Looking back at the attempt to shoot President Trump by a shooter with no apparent political motivation, and the Las Vegas shooting (which killed 60 and wounded numerous), also with no clear motive, the question is, what links them; what do they have in common?
Quick answer: GUNS.
The attempted assassin of Trump owned a gun (or borrowed it from his father), and was in a gun club and practiced shooting. The Las Vegas mass shooter had an arsenal in his hotel room.
In this country, guns that can kill and wound a lot of people fast are readily available and the culture is fascinated with them. Even I'm fascinated by movies with guns (one of my favorite movie endings is in The Girl in the Spider's Web, which features several deaths by gunshot).
So if you have a gun, or guns, preferably the mass death kind, and you're disaffected, or depressed, or in debt, apparently you become tempted to see what they can do, and what you can do with them.

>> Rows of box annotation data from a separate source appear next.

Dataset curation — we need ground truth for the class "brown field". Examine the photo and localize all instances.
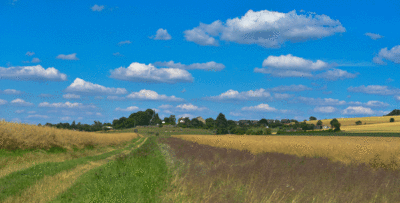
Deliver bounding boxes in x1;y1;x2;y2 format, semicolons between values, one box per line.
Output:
172;135;400;169
0;120;139;150
299;116;400;126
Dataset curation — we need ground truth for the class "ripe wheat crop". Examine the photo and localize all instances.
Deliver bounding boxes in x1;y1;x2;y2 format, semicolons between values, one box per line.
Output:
172;135;400;170
0;120;138;150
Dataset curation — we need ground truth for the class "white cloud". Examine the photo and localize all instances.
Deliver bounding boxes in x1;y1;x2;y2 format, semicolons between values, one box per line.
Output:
176;103;207;111
10;99;33;106
184;10;346;47
0;65;67;81
107;96;125;101
365;32;383;40
274;93;294;99
373;45;400;65
347;85;400;95
126;89;184;102
63;94;81;99
314;106;336;113
342;106;374;114
57;53;79;60
269;85;312;92
298;97;346;106
206;88;271;101
177;113;194;119
25;51;35;56
90;4;104;11
110;62;193;84
39;94;53;97
0;89;22;94
39;102;96;109
118;40;132;46
242;104;277;112
26;114;49;118
154;61;225;71
316;68;358;80
31;58;40;63
347;101;389;107
60;116;72;121
65;78;128;94
158;104;173;109
115;106;139;111
154;28;171;40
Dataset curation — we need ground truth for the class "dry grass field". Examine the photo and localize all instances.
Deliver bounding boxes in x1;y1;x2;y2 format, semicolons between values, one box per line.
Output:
307;116;400;127
172;135;400;169
0;120;138;150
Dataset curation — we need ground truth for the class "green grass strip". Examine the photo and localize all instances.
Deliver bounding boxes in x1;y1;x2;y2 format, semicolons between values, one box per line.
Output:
0;138;144;202
51;137;168;203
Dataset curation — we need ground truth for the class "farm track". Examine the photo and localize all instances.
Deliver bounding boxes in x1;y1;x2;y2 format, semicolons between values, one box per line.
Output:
0;135;147;202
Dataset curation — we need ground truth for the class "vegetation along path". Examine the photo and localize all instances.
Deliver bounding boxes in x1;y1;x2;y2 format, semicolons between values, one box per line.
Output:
0;137;172;202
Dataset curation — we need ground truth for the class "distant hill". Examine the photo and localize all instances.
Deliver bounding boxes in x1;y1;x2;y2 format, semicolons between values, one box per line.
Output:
386;109;400;116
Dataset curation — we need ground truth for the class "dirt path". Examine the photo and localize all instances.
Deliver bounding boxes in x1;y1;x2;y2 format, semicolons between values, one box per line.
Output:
4;136;147;203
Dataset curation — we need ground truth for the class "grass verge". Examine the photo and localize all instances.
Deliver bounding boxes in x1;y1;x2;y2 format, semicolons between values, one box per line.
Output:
52;137;168;202
0;138;141;201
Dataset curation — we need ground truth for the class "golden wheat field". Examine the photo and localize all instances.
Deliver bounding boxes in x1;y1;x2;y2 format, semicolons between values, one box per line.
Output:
307;116;400;127
0;120;139;150
172;135;400;170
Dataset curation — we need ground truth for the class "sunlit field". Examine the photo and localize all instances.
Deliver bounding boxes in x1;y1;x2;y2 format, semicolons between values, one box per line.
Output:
306;116;400;127
172;135;400;170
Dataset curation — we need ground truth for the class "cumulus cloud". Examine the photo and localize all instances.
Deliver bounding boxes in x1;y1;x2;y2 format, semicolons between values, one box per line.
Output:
274;93;294;99
373;45;400;65
184;10;346;47
176;103;207;111
0;99;7;105
126;89;184;102
205;88;272;101
25;51;35;56
63;94;81;99
26;114;49;118
269;85;312;92
316;68;358;80
10;99;33;106
365;32;383;40
0;65;67;81
65;78;128;94
298;97;346;106
154;61;225;71
348;101;389;107
0;89;22;94
154;28;171;40
314;106;336;113
90;4;104;11
57;53;79;60
347;85;400;95
242;104;277;112
115;106;139;111
158;104;173;109
39;101;96;109
118;40;132;46
110;62;193;84
342;106;374;114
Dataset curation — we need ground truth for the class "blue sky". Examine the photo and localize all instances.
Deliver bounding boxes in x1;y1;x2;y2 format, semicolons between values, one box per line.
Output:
0;0;400;124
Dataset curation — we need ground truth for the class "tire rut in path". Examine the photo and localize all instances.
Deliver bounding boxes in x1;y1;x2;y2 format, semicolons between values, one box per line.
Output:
4;138;147;203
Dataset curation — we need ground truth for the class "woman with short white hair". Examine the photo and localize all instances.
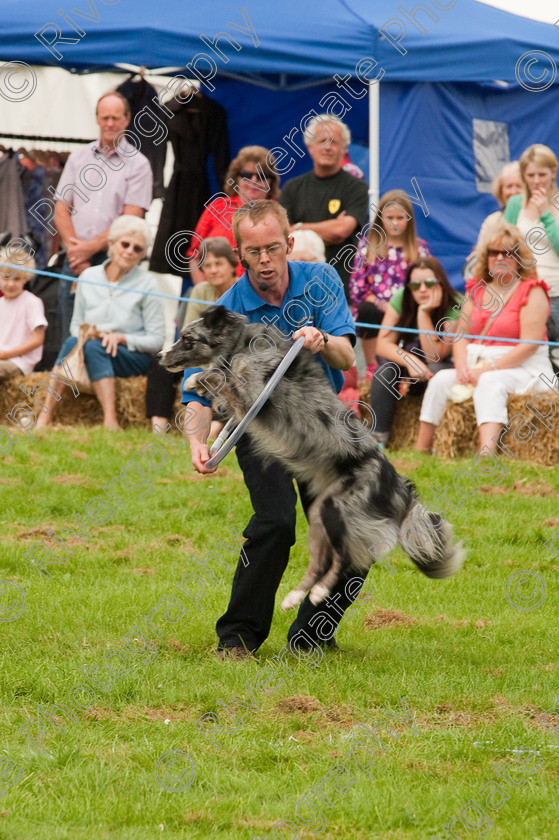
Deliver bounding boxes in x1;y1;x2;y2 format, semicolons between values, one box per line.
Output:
37;215;165;429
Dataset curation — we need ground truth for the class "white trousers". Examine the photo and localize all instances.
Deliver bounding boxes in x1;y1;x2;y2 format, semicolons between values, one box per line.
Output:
419;367;543;426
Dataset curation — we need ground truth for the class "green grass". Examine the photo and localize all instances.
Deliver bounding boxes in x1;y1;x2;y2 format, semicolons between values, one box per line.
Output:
0;427;559;840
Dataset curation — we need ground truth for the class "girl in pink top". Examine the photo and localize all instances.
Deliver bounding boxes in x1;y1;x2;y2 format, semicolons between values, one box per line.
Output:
417;221;554;452
0;249;47;380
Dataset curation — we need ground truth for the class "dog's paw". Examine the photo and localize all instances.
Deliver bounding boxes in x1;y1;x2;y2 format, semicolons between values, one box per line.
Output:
309;583;329;607
281;589;305;610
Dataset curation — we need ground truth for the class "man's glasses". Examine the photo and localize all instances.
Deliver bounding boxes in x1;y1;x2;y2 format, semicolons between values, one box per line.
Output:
238;169;272;181
245;242;285;260
408;277;439;292
118;239;144;254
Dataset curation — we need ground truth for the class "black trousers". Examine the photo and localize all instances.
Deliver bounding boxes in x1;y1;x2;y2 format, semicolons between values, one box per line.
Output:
216;435;365;651
146;356;183;418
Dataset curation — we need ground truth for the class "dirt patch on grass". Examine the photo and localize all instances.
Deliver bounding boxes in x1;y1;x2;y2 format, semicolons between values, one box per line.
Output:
363;610;417;630
164;639;194;654
274;694;355;737
479;479;559;496
18;525;54;540
276;694;324;715
53;473;87;484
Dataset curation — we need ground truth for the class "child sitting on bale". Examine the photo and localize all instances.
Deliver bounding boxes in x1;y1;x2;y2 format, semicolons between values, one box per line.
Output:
0;248;47;380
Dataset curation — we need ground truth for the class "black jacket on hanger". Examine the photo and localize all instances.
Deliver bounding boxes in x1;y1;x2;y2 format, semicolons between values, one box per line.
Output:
150;93;230;274
117;76;167;198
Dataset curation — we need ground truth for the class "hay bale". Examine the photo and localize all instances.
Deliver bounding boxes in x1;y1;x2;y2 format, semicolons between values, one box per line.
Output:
0;371;186;428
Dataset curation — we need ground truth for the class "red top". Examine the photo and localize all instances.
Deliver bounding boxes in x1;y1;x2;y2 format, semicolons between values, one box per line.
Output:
466;277;550;346
186;195;244;277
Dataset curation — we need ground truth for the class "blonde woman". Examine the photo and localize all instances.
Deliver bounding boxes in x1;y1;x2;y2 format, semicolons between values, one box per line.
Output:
505;143;559;336
472;160;522;248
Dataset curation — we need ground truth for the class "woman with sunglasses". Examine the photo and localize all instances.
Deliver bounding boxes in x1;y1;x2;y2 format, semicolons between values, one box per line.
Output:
371;257;460;446
417;221;553;452
37;216;165;429
186;146;280;285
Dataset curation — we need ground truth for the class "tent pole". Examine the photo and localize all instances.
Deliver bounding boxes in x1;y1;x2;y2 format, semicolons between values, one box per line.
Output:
369;79;380;221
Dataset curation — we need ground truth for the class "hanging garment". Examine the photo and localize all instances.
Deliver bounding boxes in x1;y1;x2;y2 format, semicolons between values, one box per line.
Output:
117;77;167;198
150;93;230;274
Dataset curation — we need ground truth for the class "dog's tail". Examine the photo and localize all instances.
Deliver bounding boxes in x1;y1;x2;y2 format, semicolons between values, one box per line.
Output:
398;498;464;578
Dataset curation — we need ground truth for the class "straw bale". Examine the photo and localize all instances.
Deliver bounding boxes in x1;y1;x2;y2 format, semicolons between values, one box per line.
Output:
0;371;184;428
359;380;559;466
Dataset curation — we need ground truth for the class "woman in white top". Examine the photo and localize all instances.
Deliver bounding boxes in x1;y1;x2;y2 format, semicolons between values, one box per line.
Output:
505;143;559;352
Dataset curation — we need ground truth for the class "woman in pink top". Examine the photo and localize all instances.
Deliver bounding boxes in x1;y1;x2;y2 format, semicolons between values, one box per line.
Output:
0;248;47;380
417;221;553;452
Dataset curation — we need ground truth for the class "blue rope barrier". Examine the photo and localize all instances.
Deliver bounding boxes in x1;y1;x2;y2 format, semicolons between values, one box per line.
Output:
5;262;559;347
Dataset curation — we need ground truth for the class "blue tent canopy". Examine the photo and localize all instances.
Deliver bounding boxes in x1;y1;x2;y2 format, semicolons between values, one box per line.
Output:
0;0;559;82
0;0;559;286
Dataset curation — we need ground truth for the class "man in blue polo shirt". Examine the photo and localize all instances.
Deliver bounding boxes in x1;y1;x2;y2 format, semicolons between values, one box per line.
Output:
182;200;366;659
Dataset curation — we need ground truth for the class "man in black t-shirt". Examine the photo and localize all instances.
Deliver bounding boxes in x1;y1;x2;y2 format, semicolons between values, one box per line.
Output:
280;114;369;294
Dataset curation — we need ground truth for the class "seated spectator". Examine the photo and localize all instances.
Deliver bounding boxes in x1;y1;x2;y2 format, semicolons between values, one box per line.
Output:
0;248;47;380
349;190;430;379
186;146;280;285
37;216;165;429
371;257;460;446
417;221;553;451
146;236;237;431
287;230;326;262
463;160;522;279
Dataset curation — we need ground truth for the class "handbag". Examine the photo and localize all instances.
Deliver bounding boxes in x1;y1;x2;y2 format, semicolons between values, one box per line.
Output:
53;324;101;394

And if you look at even more mass shootings that didn't have a clear motive, many carried out by people with some form of mental illness or disturbance, the same connection is apparent. For some people, when anger or boredom or fear or dissatisfaction kick in, having a gun allows these emotions to have a dangerous form of expression.
That's why common-sense gun control measures are vital. Look at what the disgusting Supreme Court did. They reinstated bump stocks that allowed the Las Vegas shooter to turn his hotel room into a machine gun nest. So the only vote that makes any sense this November is Harris and Walz, for lots of reasons, but one of them is common-sense gun control.
Lack of motive in Trump attack frustrates public, but fits a pattern
"Barring a breakthrough in the investigation, Crooks appears poised to join a string of high-profile attackers with no discernible ideological driver, or with influences from a mixed bag of beliefs. That outcome is frustrating for a nation struggling to make sense of the event, analysts say, but it fits into a pattern of bloody episodes that defy categorization along a traditional left-right spectrum."